Hace un par de días la maté.

Todo sucedió cuando decidimos irnos a vivir juntos a su casa. Me dijo que a partir de ese instante, no debía ser tan frío con la gente, que no tenía que ser tan mordaz y desconfiado. Que con sólo ser más cálido bastaría. Eso me enfadó muchísimo. Yo era así. Yo era frio, mordaz y desconfiado. Ella quería cambiarme. Quería cambiarme a su manera.
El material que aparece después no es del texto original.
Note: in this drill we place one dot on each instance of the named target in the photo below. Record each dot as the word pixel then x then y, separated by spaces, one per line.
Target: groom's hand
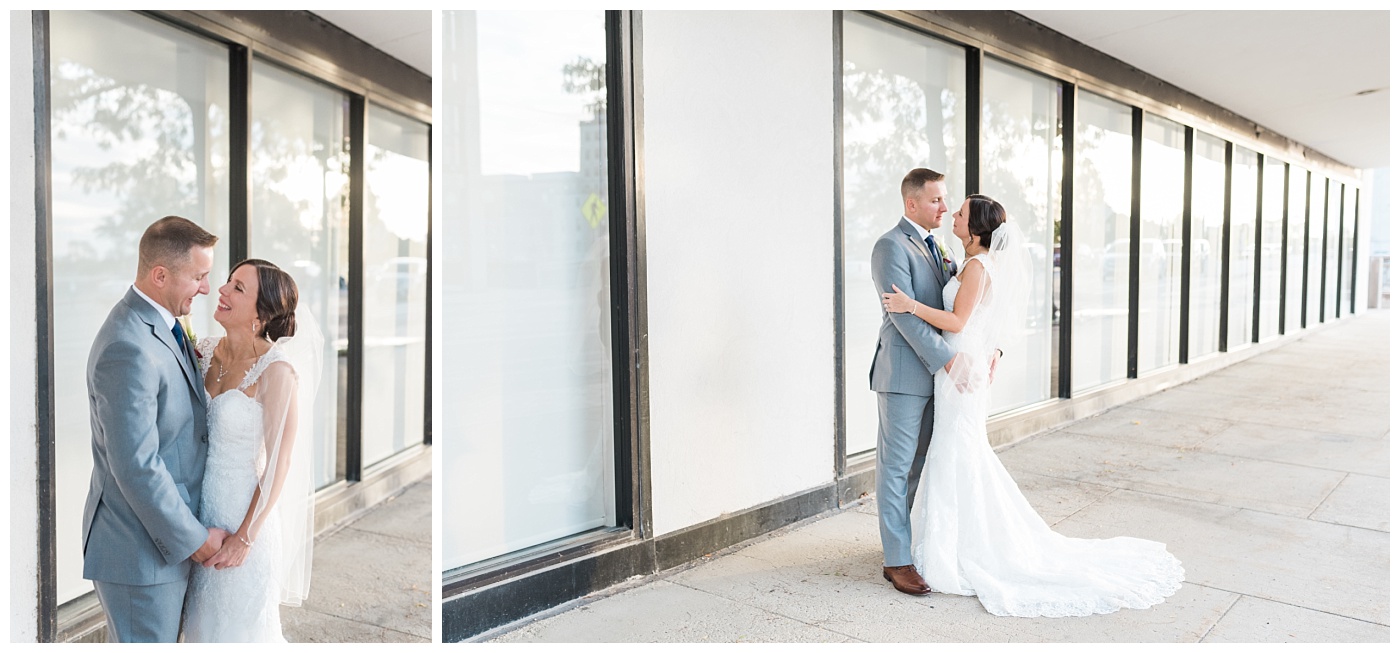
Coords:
pixel 212 544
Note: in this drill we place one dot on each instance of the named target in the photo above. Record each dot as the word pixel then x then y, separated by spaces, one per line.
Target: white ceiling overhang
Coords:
pixel 1318 77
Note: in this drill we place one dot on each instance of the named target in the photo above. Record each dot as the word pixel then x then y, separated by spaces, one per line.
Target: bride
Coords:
pixel 258 474
pixel 973 531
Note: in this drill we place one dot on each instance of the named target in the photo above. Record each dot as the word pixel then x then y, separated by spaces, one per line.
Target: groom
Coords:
pixel 906 359
pixel 149 439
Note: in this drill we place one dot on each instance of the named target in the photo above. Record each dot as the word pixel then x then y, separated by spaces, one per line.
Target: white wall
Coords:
pixel 20 358
pixel 737 150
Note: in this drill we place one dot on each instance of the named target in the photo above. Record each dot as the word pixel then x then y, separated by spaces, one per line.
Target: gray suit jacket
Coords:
pixel 910 351
pixel 149 443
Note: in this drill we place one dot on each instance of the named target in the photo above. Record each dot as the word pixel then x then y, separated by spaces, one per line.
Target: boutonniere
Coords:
pixel 189 335
pixel 942 250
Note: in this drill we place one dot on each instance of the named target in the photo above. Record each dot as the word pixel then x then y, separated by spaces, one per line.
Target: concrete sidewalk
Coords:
pixel 371 578
pixel 1270 479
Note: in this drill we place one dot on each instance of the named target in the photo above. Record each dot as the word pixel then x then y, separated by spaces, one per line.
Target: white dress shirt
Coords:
pixel 165 313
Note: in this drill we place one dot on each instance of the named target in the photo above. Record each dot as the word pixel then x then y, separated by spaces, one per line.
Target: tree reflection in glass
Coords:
pixel 1021 167
pixel 1159 251
pixel 1243 195
pixel 1316 257
pixel 1102 247
pixel 1207 238
pixel 395 283
pixel 1294 289
pixel 298 220
pixel 1271 250
pixel 140 131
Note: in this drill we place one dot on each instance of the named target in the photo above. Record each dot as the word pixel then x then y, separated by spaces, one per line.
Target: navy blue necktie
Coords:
pixel 933 248
pixel 184 344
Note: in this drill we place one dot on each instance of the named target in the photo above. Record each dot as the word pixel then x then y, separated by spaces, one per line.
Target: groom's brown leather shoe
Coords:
pixel 906 579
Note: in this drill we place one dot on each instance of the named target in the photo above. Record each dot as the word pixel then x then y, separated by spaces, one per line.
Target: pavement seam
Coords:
pixel 766 610
pixel 375 625
pixel 1207 416
pixel 1208 631
pixel 1115 491
pixel 1290 604
pixel 1325 499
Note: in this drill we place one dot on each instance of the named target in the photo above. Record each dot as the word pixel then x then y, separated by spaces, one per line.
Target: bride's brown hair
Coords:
pixel 276 299
pixel 984 215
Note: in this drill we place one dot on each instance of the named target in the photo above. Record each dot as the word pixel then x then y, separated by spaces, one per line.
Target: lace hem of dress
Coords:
pixel 1161 580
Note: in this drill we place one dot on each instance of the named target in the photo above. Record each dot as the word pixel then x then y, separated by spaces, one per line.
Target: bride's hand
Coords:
pixel 898 301
pixel 233 554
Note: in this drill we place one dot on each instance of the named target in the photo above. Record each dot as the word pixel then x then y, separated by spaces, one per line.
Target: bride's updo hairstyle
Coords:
pixel 276 299
pixel 984 215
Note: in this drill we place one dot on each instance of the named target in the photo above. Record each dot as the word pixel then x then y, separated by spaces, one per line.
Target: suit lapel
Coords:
pixel 167 338
pixel 919 244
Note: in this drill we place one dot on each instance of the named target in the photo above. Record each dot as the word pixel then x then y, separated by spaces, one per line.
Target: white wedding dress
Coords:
pixel 975 533
pixel 237 604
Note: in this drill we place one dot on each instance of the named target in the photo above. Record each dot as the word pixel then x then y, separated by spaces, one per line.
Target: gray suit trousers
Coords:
pixel 905 428
pixel 140 613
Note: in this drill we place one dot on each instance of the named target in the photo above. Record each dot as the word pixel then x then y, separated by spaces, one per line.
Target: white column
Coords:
pixel 20 358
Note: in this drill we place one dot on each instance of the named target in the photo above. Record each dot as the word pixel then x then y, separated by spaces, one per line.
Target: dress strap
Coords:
pixel 255 372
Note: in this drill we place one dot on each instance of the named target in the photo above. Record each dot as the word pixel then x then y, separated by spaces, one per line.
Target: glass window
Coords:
pixel 905 107
pixel 140 131
pixel 1332 250
pixel 525 216
pixel 1344 219
pixel 1159 271
pixel 298 220
pixel 395 283
pixel 1316 257
pixel 1243 201
pixel 1102 245
pixel 1348 251
pixel 1207 236
pixel 1294 290
pixel 1021 167
pixel 1271 250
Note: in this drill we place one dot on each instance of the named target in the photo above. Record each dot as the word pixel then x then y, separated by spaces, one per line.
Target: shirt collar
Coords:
pixel 165 313
pixel 923 233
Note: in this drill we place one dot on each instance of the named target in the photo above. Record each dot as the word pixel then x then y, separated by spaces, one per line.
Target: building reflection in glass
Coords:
pixel 1159 247
pixel 903 108
pixel 1102 245
pixel 1021 167
pixel 527 366
pixel 140 131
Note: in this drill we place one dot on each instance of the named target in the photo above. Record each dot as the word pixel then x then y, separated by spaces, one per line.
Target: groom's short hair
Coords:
pixel 916 180
pixel 168 243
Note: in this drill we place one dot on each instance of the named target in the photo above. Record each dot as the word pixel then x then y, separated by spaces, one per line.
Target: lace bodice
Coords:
pixel 237 604
pixel 968 335
pixel 975 533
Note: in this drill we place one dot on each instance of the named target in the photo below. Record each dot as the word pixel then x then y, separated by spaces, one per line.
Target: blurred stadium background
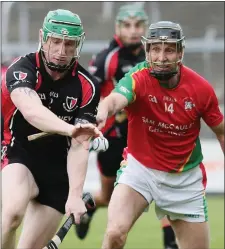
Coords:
pixel 203 26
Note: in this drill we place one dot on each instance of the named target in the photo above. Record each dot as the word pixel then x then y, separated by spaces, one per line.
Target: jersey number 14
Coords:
pixel 169 108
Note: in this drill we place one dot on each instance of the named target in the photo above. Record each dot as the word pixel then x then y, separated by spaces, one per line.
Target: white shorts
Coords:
pixel 177 195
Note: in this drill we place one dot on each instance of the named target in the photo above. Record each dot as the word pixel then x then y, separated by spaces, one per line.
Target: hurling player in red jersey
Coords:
pixel 165 102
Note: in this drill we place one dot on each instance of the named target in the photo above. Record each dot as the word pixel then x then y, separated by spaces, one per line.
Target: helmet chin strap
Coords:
pixel 133 46
pixel 161 76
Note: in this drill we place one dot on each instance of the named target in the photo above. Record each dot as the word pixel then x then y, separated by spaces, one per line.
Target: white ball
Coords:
pixel 100 144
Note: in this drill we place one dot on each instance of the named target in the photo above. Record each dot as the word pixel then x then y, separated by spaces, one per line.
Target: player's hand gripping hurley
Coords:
pixel 60 235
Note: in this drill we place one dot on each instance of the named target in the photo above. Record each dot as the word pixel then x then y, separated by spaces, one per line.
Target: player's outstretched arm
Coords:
pixel 77 161
pixel 109 106
pixel 30 105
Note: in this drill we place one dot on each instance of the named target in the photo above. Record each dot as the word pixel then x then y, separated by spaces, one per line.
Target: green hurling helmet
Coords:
pixel 65 25
pixel 164 32
pixel 131 10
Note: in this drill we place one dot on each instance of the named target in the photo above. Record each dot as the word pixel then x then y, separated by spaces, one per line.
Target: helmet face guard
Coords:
pixel 161 33
pixel 66 26
pixel 132 11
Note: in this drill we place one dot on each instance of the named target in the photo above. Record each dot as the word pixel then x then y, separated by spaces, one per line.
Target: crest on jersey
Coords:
pixel 70 104
pixel 18 75
pixel 188 104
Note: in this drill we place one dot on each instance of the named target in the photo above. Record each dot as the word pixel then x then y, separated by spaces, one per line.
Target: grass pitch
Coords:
pixel 146 233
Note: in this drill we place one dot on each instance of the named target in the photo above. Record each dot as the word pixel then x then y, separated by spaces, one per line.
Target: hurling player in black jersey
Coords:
pixel 109 66
pixel 46 91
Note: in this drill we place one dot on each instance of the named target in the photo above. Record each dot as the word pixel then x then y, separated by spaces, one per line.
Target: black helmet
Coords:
pixel 164 32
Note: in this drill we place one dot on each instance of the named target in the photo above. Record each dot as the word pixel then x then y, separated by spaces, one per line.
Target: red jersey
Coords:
pixel 164 124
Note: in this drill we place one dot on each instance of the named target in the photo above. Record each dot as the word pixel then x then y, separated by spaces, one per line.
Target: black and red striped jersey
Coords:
pixel 109 66
pixel 76 96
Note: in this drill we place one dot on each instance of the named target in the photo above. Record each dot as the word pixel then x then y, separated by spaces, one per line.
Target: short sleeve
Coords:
pixel 211 113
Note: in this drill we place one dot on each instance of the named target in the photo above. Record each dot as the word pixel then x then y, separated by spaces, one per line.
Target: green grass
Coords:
pixel 146 233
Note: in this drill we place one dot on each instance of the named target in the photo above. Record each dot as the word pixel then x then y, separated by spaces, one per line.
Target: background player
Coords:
pixel 109 66
pixel 46 91
pixel 165 101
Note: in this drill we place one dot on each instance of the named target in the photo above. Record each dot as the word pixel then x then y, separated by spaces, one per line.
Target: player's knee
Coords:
pixel 106 199
pixel 117 235
pixel 11 218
Quería que fuese otra persona.

Saqué mi cuchillo de mi sudadera y se lo puse en el cuello.

-Alexander... ¿qué estás haciendo? -susurró, aterrada.

-Nunca debiste intentar transformarme en algo que no soy, pequeña -me acerqué a su menudo rostro. Aparté el cuchillo de su cuello y le hice un corte en la mejilla, haciendo que una fina capa de sangre la cubriera-. Adiós, Jane.

Y la besé. Fue un beso normal, como los de siempre. Pero el sabor de sangre que tenían los labios de mi novia me encantaba. Ella no respondió al beso, sólo se quedó quieta en el sito, con lágrimas inundándole sus ojos. No me demoré más, y le clavé el puñal en el lado izquierdo del pecho, limpiamente.

Su liviano cuerpo se desplomó y chocó contra el parqué, cubriéndolo de sangre. Me acuclillé para ver su rostro: ojos desorbitados mirando al vacío y labios muertos. Me recordaba al cadáver de mi madre. La primera muerte que causé.